China Kembangkan Superkomputer 2 ExaFLOPS — Tantangan Baru bagi Dominasi Teknologi AS

Tim Redaksi Feedberry ·5 Mei 2026 pukul 10.45 · Confidence 5/10 · Sumber: CNBC Indonesia ↗
Feedberry Score
4.3 / 10

Urgensi rendah karena masih tahap rencana; dampak luas ke geopolitik teknologi global; Indonesia terdampak tidak langsung melalui rantai pasok dan potensi akses teknologi.

Urgensi 3
Luas Dampak 6
Dampak Indonesia 4

Ringkasan Eksekutif

China mengumumkan pengembangan superkomputer Lingsheng dengan target kecepatan 2 exaFLOPS yang hanya menggunakan prosesor buatan dalam negeri, tanpa GPU dari AS. Jika terealisasi, sistem ini berpotensi menyaingi superkomputer tercepat saat ini milik AS, El Capitan, dan menandai kemandirian teknologi China di level komputasi tinggi.

Kenapa Ini Penting

Persaingan teknologi AS-China di sektor superkomputer bukan sekadar gengsi — ini menentukan siapa yang memimpin riset AI, simulasi iklim, dan pengembangan senjata di dekade mendatang. Bagi Indonesia, ketergantungan pada salah satu kubu bisa membatasi akses terhadap teknologi kritis.

Dampak Bisnis

  • Potensi pergeseran rantai pasok semikonduktor global jika China berhasil memproduksi CPU berkinerja tinggi secara mandiri, mengurangi ketergantungan pada produsen AS seperti AMD dan Nvidia.
  • Perusahaan teknologi Indonesia yang bergantung pada GPU AS untuk komputasi AI (misal: riset, data center) mungkin menghadapi opsi pasokan baru dari China, namun dengan risiko sanksi atau kendala interoperabilitas.
  • Emiten komoditas dan logam tanah jarang (seperti nikel) bisa terdampak jika China mengalihkan fokus produksi dari ekspor ke kebutuhan superkomputer domestik.

Konteks Indonesia

Bagi Indonesia, perkembangan ini relevan dalam konteks hilirisasi nikel dan investasi data center.

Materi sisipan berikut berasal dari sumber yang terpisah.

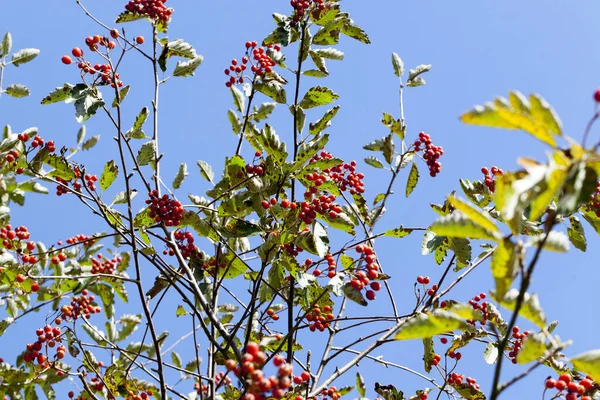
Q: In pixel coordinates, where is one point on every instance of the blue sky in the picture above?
(477, 50)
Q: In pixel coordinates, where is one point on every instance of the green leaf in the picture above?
(122, 94)
(272, 89)
(398, 232)
(557, 242)
(518, 114)
(388, 148)
(373, 162)
(181, 175)
(530, 309)
(87, 105)
(324, 122)
(239, 99)
(6, 45)
(109, 175)
(187, 68)
(577, 234)
(418, 70)
(398, 65)
(128, 16)
(429, 325)
(24, 56)
(588, 363)
(473, 214)
(534, 346)
(413, 179)
(318, 96)
(81, 134)
(91, 142)
(136, 130)
(458, 225)
(146, 153)
(354, 294)
(180, 311)
(206, 171)
(504, 265)
(17, 90)
(360, 385)
(58, 94)
(315, 241)
(355, 32)
(263, 111)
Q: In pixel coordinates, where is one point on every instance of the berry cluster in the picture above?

Jika China berhasil memproduksi superkomputer dengan CPU domestik, permintaan nikel untuk baterai dan komponen elektronik bisa berubah arah. Di sisi lain, ketegangan teknologi AS-China dapat membatasi akses Indonesia terhadap teknologi komputasi tinggi dari kedua negara, mempengaruhi rencana pengembangan AI dan riset nasional.

Yang Perlu Dipantau

  • Yang perlu dipantau: realisasi target 2 exaFLOPS Lingsheng — apakah sistem ini bisa mencapai kinerja berkelanjutan atau hanya teoretis.
  • Risiko yang perlu dicermati: respons AS — kemungkinan perluasan sanksi ekspor semikonduktor ke China yang bisa mengganggu rantai pasok global.
  • Perhatikan: dampak terhadap produsen GPU AS (AMD, Nvidia) — jika China sukses dengan pendekatan CPU-only, valuasi dan prospek bisnis mereka bisa tertekan.

Analisis ini dibuat oleh sistem AI Feedberry berdasarkan sumber berita publik dan tidak merupakan saran investasi atau keputusan bisnis. Selalu verifikasi dengan sumber primer.